Some may see the recent events at the Lindsey oil refinery as an indication of union resurgence. But I would suggest that the dispute is an indication of union weakness rather than strength. The action appeared to be disorganised and the workers’ demands poorly formulated. Initially at least, the unions looked like bystanders, bemused by the ungovernability of their members. Perhaps we should see the strike as a wholly understandable cry of anguish from workers under pressure and the insurrectionary atmosphere on the picket lines – spontaneous protest outside formal union structures – looks more French than British, with the unions struggling to find an acceptable settlement and secure an orderly return to work.

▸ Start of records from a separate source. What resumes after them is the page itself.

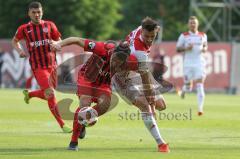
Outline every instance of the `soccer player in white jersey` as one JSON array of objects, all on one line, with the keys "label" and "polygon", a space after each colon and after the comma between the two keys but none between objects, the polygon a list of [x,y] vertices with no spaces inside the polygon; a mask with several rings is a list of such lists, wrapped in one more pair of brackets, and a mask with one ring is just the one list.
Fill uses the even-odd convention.
[{"label": "soccer player in white jersey", "polygon": [[[168,144],[160,134],[155,115],[155,108],[159,111],[166,108],[165,100],[160,94],[159,83],[153,78],[147,63],[150,48],[160,27],[150,17],[143,19],[141,26],[132,31],[126,38],[130,43],[130,61],[136,64],[136,70],[118,72],[113,77],[116,90],[122,97],[127,98],[140,109],[142,120],[158,144],[159,152],[170,152]],[[135,62],[133,62],[135,61]],[[134,68],[134,67],[133,67]]]},{"label": "soccer player in white jersey", "polygon": [[178,94],[184,98],[186,92],[191,92],[193,82],[197,87],[198,115],[203,115],[205,61],[202,56],[207,51],[207,35],[198,31],[198,19],[191,16],[188,20],[189,31],[182,33],[177,42],[177,52],[183,53],[184,85]]}]

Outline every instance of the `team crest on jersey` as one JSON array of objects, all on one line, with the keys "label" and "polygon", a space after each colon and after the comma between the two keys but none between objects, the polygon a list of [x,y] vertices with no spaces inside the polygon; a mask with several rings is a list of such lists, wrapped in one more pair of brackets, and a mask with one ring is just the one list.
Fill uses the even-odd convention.
[{"label": "team crest on jersey", "polygon": [[95,45],[96,45],[95,42],[89,42],[88,48],[93,50],[95,48]]},{"label": "team crest on jersey", "polygon": [[43,32],[47,33],[48,32],[48,28],[47,27],[43,28]]}]

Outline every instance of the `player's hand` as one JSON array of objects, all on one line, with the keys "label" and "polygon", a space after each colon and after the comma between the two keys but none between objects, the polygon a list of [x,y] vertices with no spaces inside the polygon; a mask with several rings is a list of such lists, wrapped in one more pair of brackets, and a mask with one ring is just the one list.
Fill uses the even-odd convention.
[{"label": "player's hand", "polygon": [[193,44],[189,44],[188,47],[185,48],[186,51],[190,51],[193,48]]},{"label": "player's hand", "polygon": [[57,42],[51,42],[50,48],[52,51],[61,51],[61,49],[62,49],[61,45],[58,44]]},{"label": "player's hand", "polygon": [[25,57],[27,57],[27,54],[23,50],[21,50],[19,52],[19,56],[20,56],[20,58],[25,58]]},{"label": "player's hand", "polygon": [[155,104],[155,98],[154,96],[147,96],[147,101],[150,105],[154,105]]}]

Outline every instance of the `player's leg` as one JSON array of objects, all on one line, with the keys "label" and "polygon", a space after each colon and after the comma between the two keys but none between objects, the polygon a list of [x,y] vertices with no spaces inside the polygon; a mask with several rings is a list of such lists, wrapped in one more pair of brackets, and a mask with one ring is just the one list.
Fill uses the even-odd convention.
[{"label": "player's leg", "polygon": [[197,100],[198,100],[198,115],[203,114],[203,105],[205,100],[204,81],[205,81],[204,67],[196,67],[195,69],[195,82],[197,87]]},{"label": "player's leg", "polygon": [[166,109],[166,102],[161,94],[155,96],[155,108],[159,111]]},{"label": "player's leg", "polygon": [[148,104],[145,96],[137,97],[134,101],[134,105],[140,109],[142,120],[146,128],[158,144],[158,151],[169,152],[169,147],[161,136],[156,119],[154,118],[153,112],[151,110],[151,106]]},{"label": "player's leg", "polygon": [[83,127],[82,125],[80,125],[78,123],[78,112],[79,111],[80,111],[80,107],[78,107],[76,109],[75,114],[74,114],[72,138],[71,138],[71,142],[68,146],[68,150],[78,151],[78,138],[79,138],[79,135],[81,135],[80,131]]},{"label": "player's leg", "polygon": [[[80,92],[78,91],[78,93],[80,95]],[[89,95],[80,95],[78,96],[79,98],[79,108],[83,108],[83,107],[90,107],[91,103],[92,103],[92,96]],[[73,129],[74,129],[74,125],[73,125]],[[82,125],[81,129],[79,130],[79,135],[78,138],[83,139],[86,135],[86,128],[85,126]]]},{"label": "player's leg", "polygon": [[184,85],[182,87],[181,91],[178,91],[178,95],[184,99],[185,98],[185,93],[189,93],[192,91],[193,87],[193,81],[192,81],[192,76],[193,76],[193,70],[191,67],[186,67],[184,68]]},{"label": "player's leg", "polygon": [[94,89],[94,97],[97,98],[97,104],[93,108],[97,111],[98,116],[110,111],[111,104],[111,87],[109,84],[101,84]]},{"label": "player's leg", "polygon": [[44,98],[48,101],[48,107],[57,120],[59,126],[62,128],[63,132],[70,133],[71,128],[69,128],[58,111],[57,100],[54,88],[57,84],[56,71],[55,69],[39,69],[34,71],[35,78],[43,90]]}]

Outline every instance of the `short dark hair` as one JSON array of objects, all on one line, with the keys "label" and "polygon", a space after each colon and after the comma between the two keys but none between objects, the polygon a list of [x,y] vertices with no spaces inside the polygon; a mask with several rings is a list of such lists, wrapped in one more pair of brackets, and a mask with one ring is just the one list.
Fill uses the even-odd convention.
[{"label": "short dark hair", "polygon": [[33,9],[33,8],[42,8],[42,4],[40,2],[31,2],[29,5],[28,5],[28,9]]},{"label": "short dark hair", "polygon": [[114,53],[121,61],[126,61],[127,57],[130,55],[130,52],[130,46],[127,41],[121,41],[114,49]]},{"label": "short dark hair", "polygon": [[158,27],[157,21],[153,20],[150,17],[146,17],[142,20],[142,28],[146,29],[147,31],[153,31]]}]

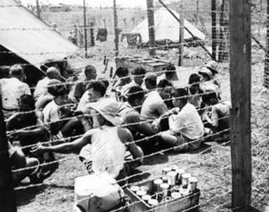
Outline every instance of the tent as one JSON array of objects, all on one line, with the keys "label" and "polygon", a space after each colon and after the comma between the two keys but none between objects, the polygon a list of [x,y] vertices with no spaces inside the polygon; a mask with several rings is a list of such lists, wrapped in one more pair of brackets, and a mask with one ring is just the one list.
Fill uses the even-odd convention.
[{"label": "tent", "polygon": [[78,50],[15,0],[0,1],[0,45],[38,69],[47,61],[63,59]]},{"label": "tent", "polygon": [[[180,18],[180,15],[177,13],[174,10],[172,11]],[[194,39],[205,40],[205,35],[194,25],[187,20],[184,20],[184,24],[194,35]],[[166,9],[161,8],[154,13],[154,29],[156,41],[169,40],[173,43],[178,43],[180,23]],[[142,37],[142,43],[147,43],[149,41],[147,19],[140,22],[131,33],[139,33]],[[185,41],[194,39],[186,29],[184,30],[184,39]]]}]

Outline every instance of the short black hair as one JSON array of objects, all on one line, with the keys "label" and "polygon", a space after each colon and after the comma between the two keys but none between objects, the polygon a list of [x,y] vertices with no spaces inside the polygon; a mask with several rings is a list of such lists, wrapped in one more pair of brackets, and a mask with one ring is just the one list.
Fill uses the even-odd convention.
[{"label": "short black hair", "polygon": [[144,99],[145,91],[138,86],[133,86],[129,90],[127,97],[128,102],[131,104],[136,99],[142,100]]},{"label": "short black hair", "polygon": [[210,99],[218,99],[216,92],[211,92],[209,94],[203,94],[202,96],[202,101],[205,104],[208,104]]},{"label": "short black hair", "polygon": [[54,97],[64,96],[69,93],[69,87],[66,85],[54,85],[48,87],[48,92]]},{"label": "short black hair", "polygon": [[99,92],[102,97],[105,96],[106,92],[106,87],[101,80],[94,80],[90,82],[87,86],[87,90],[89,90],[92,88],[94,91]]},{"label": "short black hair", "polygon": [[146,70],[143,67],[137,67],[133,69],[132,75],[143,75],[146,73]]},{"label": "short black hair", "polygon": [[118,77],[124,77],[129,75],[129,70],[127,68],[119,66],[117,69],[115,75]]},{"label": "short black hair", "polygon": [[166,79],[161,80],[157,85],[158,87],[164,88],[166,87],[173,87],[173,85]]},{"label": "short black hair", "polygon": [[29,105],[31,108],[35,108],[35,101],[34,97],[31,95],[24,94],[20,96],[20,101],[22,104]]},{"label": "short black hair", "polygon": [[187,97],[187,95],[188,95],[188,92],[184,88],[176,88],[175,89],[174,92],[172,94],[172,96],[173,97],[176,98],[177,99],[180,99],[180,101],[184,104],[187,104],[187,100],[188,100],[188,97]]},{"label": "short black hair", "polygon": [[189,78],[189,84],[200,83],[200,76],[198,73],[191,73]]},{"label": "short black hair", "polygon": [[173,64],[170,64],[168,66],[166,66],[166,70],[167,71],[165,71],[165,74],[166,76],[171,76],[175,74],[175,72],[174,71],[175,71],[176,69],[175,69],[175,66]]}]

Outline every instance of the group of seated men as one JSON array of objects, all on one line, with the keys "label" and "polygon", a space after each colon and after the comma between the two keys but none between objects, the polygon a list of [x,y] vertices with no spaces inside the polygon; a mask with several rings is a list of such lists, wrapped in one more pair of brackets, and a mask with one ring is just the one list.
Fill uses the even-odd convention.
[{"label": "group of seated men", "polygon": [[118,179],[141,164],[144,155],[195,150],[205,135],[224,131],[222,139],[231,105],[220,99],[217,65],[209,62],[183,87],[173,85],[173,65],[159,77],[141,67],[131,75],[119,67],[112,85],[96,80],[89,65],[73,88],[50,67],[33,95],[22,68],[13,66],[10,78],[0,80],[3,113],[13,168],[29,167],[15,172],[15,181],[27,176],[36,180],[37,169],[31,167],[48,153],[79,154],[89,173]]}]

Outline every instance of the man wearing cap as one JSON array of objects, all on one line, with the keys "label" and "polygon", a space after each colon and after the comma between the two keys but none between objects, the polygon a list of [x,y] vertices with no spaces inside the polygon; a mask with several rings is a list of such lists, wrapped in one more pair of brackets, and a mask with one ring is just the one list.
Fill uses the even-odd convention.
[{"label": "man wearing cap", "polygon": [[61,80],[61,73],[55,67],[48,68],[46,71],[46,76],[37,83],[34,92],[34,97],[36,100],[48,91],[48,85],[52,79]]},{"label": "man wearing cap", "polygon": [[128,150],[134,159],[143,153],[134,143],[131,132],[119,126],[122,120],[117,115],[118,104],[109,99],[89,104],[95,112],[92,115],[94,126],[84,136],[73,142],[54,146],[38,146],[33,153],[44,152],[79,153],[89,173],[107,173],[116,178],[122,173],[124,157]]},{"label": "man wearing cap", "polygon": [[2,111],[6,119],[19,109],[18,101],[21,96],[31,95],[29,85],[22,83],[25,74],[21,66],[15,64],[11,66],[9,74],[10,78],[0,80]]},{"label": "man wearing cap", "polygon": [[157,87],[157,76],[155,73],[147,72],[145,76],[144,82],[147,92],[156,90]]}]

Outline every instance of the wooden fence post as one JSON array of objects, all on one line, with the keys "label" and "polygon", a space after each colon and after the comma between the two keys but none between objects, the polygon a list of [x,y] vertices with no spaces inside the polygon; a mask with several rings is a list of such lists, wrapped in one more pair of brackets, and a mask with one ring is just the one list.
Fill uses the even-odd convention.
[{"label": "wooden fence post", "polygon": [[233,211],[252,208],[251,13],[248,0],[230,0],[231,155]]},{"label": "wooden fence post", "polygon": [[[153,48],[155,44],[155,29],[154,29],[154,8],[153,0],[147,0],[147,22],[149,29],[150,48]],[[150,50],[150,55],[155,55],[155,50]]]},{"label": "wooden fence post", "polygon": [[0,211],[15,212],[17,208],[1,99],[0,87]]},{"label": "wooden fence post", "polygon": [[266,48],[264,66],[264,86],[269,88],[269,0],[267,0]]},{"label": "wooden fence post", "polygon": [[212,18],[212,59],[217,59],[217,6],[216,0],[211,0]]}]

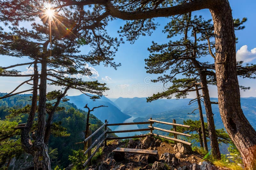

Whatever one makes of this dispute, it is unlikely to herald a new and constructive phase in British industrial relations.

The paradox is that, in formal terms at least and largely as a consequence of EU law, British workers have more extensive rights today to be collectively informed and consulted about workplace change than at any point in the past. ‘More rights but no way of enforcing them’ is perhaps the best characterisation of the present position. The government would be foolish to allow this situation to continue, not least because it brings the law into disrepute. A better approach would be to promote the positive benefits of information and consultation to both employers and employees, with substantial government funds being made available to offer training and support to (albeit non-union) workplace representatives. The choice of which training and what kind of support could be left to the workers themselves – unions would be free to compete for workers’ favour in a market that might also be populated by employment lawyers, citizens advice bureaux, other training providers and expert advisers (accountants, health and safety professionals, organisational psychologists). Success in this contest will require unions to demonstrate their relevance to groups of workers that, hitherto, have been beyond the reach of union organisation. It will offer a great opportunity to rebuild workplace institutions in Britain and crystallise the collectivist commitment that is present but latent in most workplaces today.

Let me be clear: I am committed to the view that Britain will be a fairer and more egalitarian society if trade unions are stronger. But, more than this, I am committed to the principle that collective voice in the workplace is a fundamental human right. Social democrats cannot tolerate a situation where workers are left without representation simply because unions have proved either unable to adapt to economic restructuring or have struggled to develop a compelling proposition for non-members. Put slightly differently, it does not matter how a collective workers’ voice is articulated as long as it is authentic, independent and corrects those imbalances of power that continue to exist in too many British workplaces. That, perhaps, is the real lesson of the miners’ strike.